The documentary mentions that British politician Luciana Berger resigned as MP and left the Labour Party altogether in 2019. She says she quit the party because of anti-Semitism. Berger is now a member of the Liberal Democrats political party. Labour Party MP/chancellor John McDonnell says the Labour Party “hasn’t been quick enough in dealing with [anti-Semitism].” Many believe that Corbyn’s open distaste for Israel is based more on anti-Semitism than based on political beliefs. Several people in the documentary have cited Corbyn’s criticisms of Israel as causing divisions in the Labour Party and being one of the reasons for Corbyn’s downfall.
Chapter IV of the documentary has gut-wrenching descriptions of hate crimes targeting Jews in France, which experts in the documentary say is the nation with the highest-levels of anti-Semitism in Europe. Hate crimes against Jews in many other countries are often perpetrated by people who identify as Christians. But in France, the most high-profile hate crimes have been committed by people who identify as Muslim/Islamic.
One of the people interviewed is Jean-Luc Slakmon, who was an employee working at Hypercacher kosher supermarket in Porte de Vincennes, France, on January 9, 2015, when a radical Islamic man held 19 people hostage and murdered four of them. Slakmon, who is shown in the documentary taking a Krav Maga self-defense class, believes his life was spared because of his diminutive height and because he fully cooperated with the gunman. Slakmon goes back to the scene of the crime, and his anxiety is visible, as he says being there is like reliving everything all over again. It’s obvious that he wants to break down and cry on camera, but he doesn’t.
Meanwhile, Valerie Braham also gives an emotional interview about the devastation caused by anti-Semitic hate crimes. Her husband of nearly 10 years, Philippe Braham, was murdered in the Hypercacher massacre. She describes what kind of man he was (a great husband and father) and how the family will never recover from the loss. Simone Rodan-Benzaquen of the American Jewish Committee in France says that it’s common for Jews in France to constantly think about moving out of the country.

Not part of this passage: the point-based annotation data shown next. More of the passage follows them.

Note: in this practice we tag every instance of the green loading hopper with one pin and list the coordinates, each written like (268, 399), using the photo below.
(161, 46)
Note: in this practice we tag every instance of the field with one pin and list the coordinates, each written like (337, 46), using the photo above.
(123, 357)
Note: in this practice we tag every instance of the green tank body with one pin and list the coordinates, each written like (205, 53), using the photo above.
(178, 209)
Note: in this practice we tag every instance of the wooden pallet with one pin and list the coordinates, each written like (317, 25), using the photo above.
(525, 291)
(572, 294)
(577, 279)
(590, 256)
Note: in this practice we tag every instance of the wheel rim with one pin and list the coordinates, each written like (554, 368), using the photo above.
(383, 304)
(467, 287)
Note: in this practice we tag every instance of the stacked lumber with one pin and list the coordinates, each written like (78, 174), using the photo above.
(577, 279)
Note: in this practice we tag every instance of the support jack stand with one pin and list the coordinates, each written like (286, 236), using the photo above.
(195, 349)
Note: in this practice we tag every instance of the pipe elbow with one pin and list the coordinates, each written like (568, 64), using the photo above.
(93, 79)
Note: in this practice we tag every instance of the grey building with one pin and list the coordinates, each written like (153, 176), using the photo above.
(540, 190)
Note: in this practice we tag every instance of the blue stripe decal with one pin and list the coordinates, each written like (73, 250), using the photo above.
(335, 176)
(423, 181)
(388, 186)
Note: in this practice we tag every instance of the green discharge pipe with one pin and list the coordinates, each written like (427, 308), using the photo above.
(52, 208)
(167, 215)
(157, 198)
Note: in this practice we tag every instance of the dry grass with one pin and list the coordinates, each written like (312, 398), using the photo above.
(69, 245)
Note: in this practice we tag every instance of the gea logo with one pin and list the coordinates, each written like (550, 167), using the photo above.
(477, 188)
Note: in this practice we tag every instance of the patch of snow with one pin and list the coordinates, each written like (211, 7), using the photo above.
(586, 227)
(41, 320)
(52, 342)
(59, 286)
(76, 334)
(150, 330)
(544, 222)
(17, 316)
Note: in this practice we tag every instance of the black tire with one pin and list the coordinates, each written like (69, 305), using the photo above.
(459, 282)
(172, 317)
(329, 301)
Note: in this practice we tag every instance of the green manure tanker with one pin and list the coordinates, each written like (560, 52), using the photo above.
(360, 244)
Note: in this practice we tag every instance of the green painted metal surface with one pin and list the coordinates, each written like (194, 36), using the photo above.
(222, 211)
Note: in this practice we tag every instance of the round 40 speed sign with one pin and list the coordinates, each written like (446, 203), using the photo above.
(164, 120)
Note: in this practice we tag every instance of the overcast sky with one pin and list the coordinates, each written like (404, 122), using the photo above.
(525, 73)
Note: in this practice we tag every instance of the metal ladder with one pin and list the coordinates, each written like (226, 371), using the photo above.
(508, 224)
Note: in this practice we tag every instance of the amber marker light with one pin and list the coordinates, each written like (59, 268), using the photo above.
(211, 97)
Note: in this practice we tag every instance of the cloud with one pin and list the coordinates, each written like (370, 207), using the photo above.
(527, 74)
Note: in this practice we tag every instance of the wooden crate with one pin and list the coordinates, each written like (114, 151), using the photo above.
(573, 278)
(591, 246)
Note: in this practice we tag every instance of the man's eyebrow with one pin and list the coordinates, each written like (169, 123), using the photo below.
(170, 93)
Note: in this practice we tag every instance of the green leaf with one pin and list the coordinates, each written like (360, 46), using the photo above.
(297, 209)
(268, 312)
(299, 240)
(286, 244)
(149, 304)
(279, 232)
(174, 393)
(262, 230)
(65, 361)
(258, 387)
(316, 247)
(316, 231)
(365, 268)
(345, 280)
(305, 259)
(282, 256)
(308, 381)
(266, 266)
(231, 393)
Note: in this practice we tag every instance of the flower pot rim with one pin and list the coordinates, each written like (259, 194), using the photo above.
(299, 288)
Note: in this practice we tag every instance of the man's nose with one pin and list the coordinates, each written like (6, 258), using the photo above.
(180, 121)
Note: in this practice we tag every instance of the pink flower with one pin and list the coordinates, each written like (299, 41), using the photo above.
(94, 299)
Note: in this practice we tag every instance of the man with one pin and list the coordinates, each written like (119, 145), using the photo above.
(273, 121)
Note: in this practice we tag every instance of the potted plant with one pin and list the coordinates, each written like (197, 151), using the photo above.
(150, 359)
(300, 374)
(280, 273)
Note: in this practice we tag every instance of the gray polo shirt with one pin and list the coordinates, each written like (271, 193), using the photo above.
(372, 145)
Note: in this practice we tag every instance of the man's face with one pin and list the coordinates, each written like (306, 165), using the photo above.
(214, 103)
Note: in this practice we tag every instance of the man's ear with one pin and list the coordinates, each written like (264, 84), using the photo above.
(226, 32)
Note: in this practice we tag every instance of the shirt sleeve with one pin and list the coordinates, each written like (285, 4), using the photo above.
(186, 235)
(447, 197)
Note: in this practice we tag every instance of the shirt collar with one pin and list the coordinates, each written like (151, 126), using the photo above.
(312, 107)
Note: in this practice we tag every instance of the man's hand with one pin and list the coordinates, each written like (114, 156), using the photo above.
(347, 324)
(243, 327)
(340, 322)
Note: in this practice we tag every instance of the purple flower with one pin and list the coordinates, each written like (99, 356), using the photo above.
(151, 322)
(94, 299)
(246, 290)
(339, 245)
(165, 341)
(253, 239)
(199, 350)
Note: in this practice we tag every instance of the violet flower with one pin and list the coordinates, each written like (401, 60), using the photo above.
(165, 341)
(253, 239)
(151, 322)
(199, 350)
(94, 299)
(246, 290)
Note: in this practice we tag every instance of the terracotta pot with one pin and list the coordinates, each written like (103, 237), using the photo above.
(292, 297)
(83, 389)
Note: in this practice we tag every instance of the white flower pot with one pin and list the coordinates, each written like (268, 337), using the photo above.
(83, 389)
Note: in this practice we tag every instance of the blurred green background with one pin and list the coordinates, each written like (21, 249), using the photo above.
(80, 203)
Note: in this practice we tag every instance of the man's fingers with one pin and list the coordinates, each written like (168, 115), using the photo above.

What should people take away from seeing this movie? This is what director Goldberg said in a statement: “I am a filmmaker and journalist, not an activist. We tried very hard to make a documentary that was not just a report but an actual feature film people would want to see. Many asked us if we had a ‘call to action’ for how people could help fight antisemitism, or if we offered solutions. We purposefully did neither. I have always believed that a well-educated populace is where we need to begin for people to make the best decisions.”
Dark Star Pictures released “Viral: Antisemitism in Four Mutations” in New York City on February 21, 2020. The movie’s U.S. theatrical release expands to more cities, as of February 28, 2020.